Following the Molotov–Ribbentrop Pact in 1939, Soviet authorities occupied Lvov. After the German invasion of the Soviet Union in 1941, the couple were forced into a ghetto and then into a labour camp working on the railways. In 1942 Simon Wiesenthal arranged for Cyla to escape with false papers under the name “Irena Kowalska,” assisted by the Polish underground.

She was taken to Lublin, where she lived under an assumed identity and worked informally as a nanny. After increased risks of arrest, Wiesenthal returned to Lviv to try and contact her husband. She succeeded and the underground arranged her move to Warsaw. There, she obtained work in an electrical factory.
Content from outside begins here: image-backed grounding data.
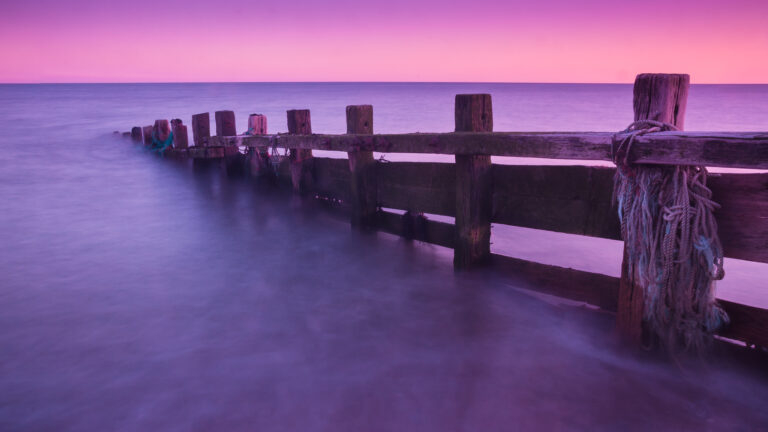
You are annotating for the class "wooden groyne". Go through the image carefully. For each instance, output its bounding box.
[125,74,768,351]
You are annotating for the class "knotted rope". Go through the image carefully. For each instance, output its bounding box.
[613,120,727,351]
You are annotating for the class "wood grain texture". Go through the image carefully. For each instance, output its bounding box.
[287,109,314,193]
[210,131,768,169]
[710,172,768,263]
[633,73,689,129]
[313,158,351,202]
[346,105,377,227]
[215,110,236,136]
[191,113,210,147]
[492,165,620,239]
[376,162,456,216]
[454,94,493,269]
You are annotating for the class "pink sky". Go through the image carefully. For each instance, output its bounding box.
[1,0,767,83]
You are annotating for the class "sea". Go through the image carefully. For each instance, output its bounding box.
[0,83,766,431]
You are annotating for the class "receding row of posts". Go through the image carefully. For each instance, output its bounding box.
[128,73,740,349]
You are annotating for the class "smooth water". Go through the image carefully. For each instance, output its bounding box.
[1,83,767,431]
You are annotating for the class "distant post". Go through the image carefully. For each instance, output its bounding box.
[191,113,210,147]
[171,119,188,149]
[287,109,314,193]
[617,73,690,345]
[142,125,153,146]
[248,114,270,177]
[346,105,377,227]
[454,94,493,269]
[131,127,142,142]
[215,110,237,136]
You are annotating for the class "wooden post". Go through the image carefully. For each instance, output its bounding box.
[247,114,271,177]
[142,126,153,146]
[171,119,188,149]
[617,73,690,345]
[346,105,377,227]
[131,127,142,142]
[191,113,210,147]
[454,94,493,269]
[215,110,237,136]
[152,119,171,143]
[287,109,313,193]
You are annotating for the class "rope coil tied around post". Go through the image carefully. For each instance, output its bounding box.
[150,129,174,154]
[613,120,728,352]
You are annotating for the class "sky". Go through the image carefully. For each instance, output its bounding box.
[1,0,767,83]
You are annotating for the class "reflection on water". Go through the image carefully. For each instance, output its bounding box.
[1,84,767,430]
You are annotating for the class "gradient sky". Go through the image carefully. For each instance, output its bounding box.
[1,0,767,83]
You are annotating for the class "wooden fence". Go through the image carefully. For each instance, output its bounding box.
[129,73,768,350]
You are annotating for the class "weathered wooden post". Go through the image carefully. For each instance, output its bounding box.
[142,126,153,146]
[171,119,188,149]
[215,110,237,137]
[131,127,142,142]
[191,113,210,147]
[346,105,377,227]
[247,114,271,177]
[454,94,493,269]
[287,109,314,193]
[617,73,690,345]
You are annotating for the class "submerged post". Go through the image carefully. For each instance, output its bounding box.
[171,119,188,149]
[287,109,313,193]
[215,111,237,137]
[131,127,142,142]
[346,105,376,227]
[617,73,690,345]
[248,114,271,177]
[142,126,153,146]
[454,94,493,269]
[191,113,210,147]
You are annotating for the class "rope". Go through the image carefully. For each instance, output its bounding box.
[150,129,174,154]
[613,120,727,352]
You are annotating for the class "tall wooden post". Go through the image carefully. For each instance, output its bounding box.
[152,119,171,143]
[287,109,313,193]
[191,113,210,147]
[346,105,377,227]
[617,73,690,345]
[215,110,237,136]
[454,94,493,269]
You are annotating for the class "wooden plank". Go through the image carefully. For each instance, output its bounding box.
[454,94,493,269]
[141,126,153,146]
[346,105,377,227]
[490,254,620,311]
[191,113,210,147]
[492,165,620,239]
[287,109,314,193]
[209,131,768,169]
[710,172,768,263]
[312,157,351,202]
[375,210,455,248]
[377,162,455,216]
[718,300,768,348]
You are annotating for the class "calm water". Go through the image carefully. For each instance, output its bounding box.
[1,83,767,431]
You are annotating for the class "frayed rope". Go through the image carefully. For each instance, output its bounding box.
[613,120,727,352]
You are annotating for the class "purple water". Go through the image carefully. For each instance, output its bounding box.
[1,83,767,431]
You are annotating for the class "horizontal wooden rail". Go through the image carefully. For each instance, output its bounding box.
[203,131,768,170]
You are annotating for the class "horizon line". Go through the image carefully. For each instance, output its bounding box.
[2,80,767,86]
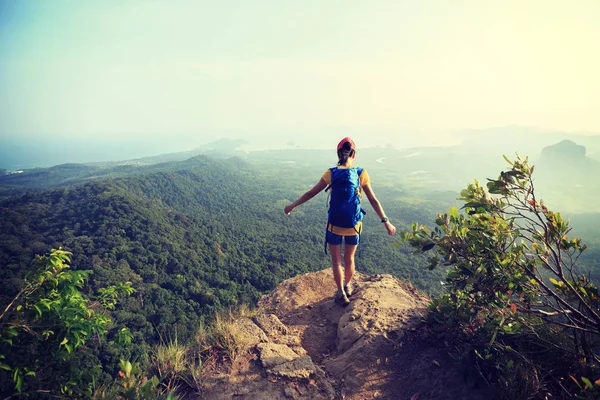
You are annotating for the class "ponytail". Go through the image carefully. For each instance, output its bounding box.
[337,142,355,165]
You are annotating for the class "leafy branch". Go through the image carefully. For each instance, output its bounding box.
[0,248,135,395]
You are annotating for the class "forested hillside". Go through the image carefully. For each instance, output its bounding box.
[0,154,443,393]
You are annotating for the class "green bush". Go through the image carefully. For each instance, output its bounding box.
[0,248,134,397]
[403,156,600,398]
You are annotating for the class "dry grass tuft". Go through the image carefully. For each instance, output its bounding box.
[150,335,202,394]
[195,305,261,364]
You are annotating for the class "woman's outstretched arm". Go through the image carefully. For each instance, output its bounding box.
[362,183,396,235]
[284,178,328,214]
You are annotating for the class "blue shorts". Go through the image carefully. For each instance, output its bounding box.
[326,230,360,246]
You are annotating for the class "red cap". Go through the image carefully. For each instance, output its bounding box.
[337,137,356,151]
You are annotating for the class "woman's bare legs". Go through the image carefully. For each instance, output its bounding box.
[343,244,358,285]
[330,242,358,289]
[328,243,344,290]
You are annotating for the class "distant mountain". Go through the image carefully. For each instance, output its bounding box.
[0,136,250,170]
[536,139,600,172]
[0,163,97,194]
[0,154,251,199]
[532,140,600,213]
[456,126,600,162]
[540,139,587,161]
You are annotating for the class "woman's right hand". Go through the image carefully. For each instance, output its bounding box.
[284,204,295,215]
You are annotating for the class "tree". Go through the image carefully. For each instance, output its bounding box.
[403,156,600,397]
[0,248,134,396]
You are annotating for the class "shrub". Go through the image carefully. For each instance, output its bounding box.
[402,156,600,398]
[0,248,134,396]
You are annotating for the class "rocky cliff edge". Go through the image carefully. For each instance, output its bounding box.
[201,269,490,400]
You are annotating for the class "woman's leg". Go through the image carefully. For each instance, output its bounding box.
[343,243,358,285]
[329,243,344,290]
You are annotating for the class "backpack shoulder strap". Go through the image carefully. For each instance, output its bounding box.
[325,167,337,192]
[354,167,363,186]
[355,167,367,215]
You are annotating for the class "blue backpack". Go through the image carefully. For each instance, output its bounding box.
[324,167,366,252]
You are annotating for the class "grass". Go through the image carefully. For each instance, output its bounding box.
[95,304,263,399]
[153,337,189,377]
[195,304,262,365]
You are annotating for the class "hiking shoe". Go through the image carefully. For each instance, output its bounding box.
[335,289,350,306]
[344,283,353,297]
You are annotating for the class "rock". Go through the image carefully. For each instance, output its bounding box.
[232,317,269,347]
[291,347,307,357]
[258,270,336,314]
[234,387,250,396]
[319,379,336,399]
[269,356,317,379]
[314,365,326,378]
[283,387,298,399]
[335,275,428,353]
[254,313,289,338]
[257,343,301,368]
[275,335,302,347]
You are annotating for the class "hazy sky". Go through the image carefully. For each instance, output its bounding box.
[1,0,599,160]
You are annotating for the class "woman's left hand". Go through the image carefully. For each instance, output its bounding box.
[384,221,396,236]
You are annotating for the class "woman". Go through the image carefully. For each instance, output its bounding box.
[284,137,396,306]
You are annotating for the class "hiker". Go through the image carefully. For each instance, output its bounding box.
[284,137,396,306]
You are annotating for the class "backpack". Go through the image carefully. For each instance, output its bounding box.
[324,167,366,253]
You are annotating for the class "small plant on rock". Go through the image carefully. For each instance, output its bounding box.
[93,359,178,400]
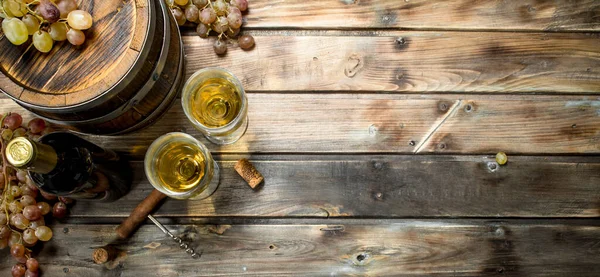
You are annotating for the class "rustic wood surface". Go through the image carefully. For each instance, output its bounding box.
[243,0,600,31]
[1,220,600,276]
[67,156,600,218]
[1,0,600,275]
[182,32,600,93]
[2,95,598,156]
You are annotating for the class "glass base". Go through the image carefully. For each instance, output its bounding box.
[204,116,249,145]
[190,160,220,200]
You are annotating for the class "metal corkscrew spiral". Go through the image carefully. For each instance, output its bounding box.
[147,215,201,259]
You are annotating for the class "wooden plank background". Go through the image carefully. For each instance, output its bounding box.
[1,0,599,275]
[1,95,598,156]
[242,0,600,31]
[0,220,599,276]
[68,155,600,218]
Cyla was later deported for forced labour to Solingen, Germany, under a Polish identity, which spared her deportation to an extermination camp. In April 1945 she was liberated by the British Army.
Simon Wiesenthal was imprisoned at Mauthausen concentration camp and both believed the other to be dead by 1945. Between them, 89 of their relatives were killed during the Holocaust.

== Later life and death ==
The couple were reunited in late 1945 in Linz, Austria. Their only child, Pauline, was born in 1946. Cyla Wiesenthal lived in Vienna for the rest of her life, largely distancing herself from her husband's work. She died there on 10 November 2003 at the age of 95.

== In popular culture ==
Wiesenthal was portrayed by Dutch actress Renée Soutendijk in the 1989 biographical film Murderers Among Us: The Simon Wiesenthal Story.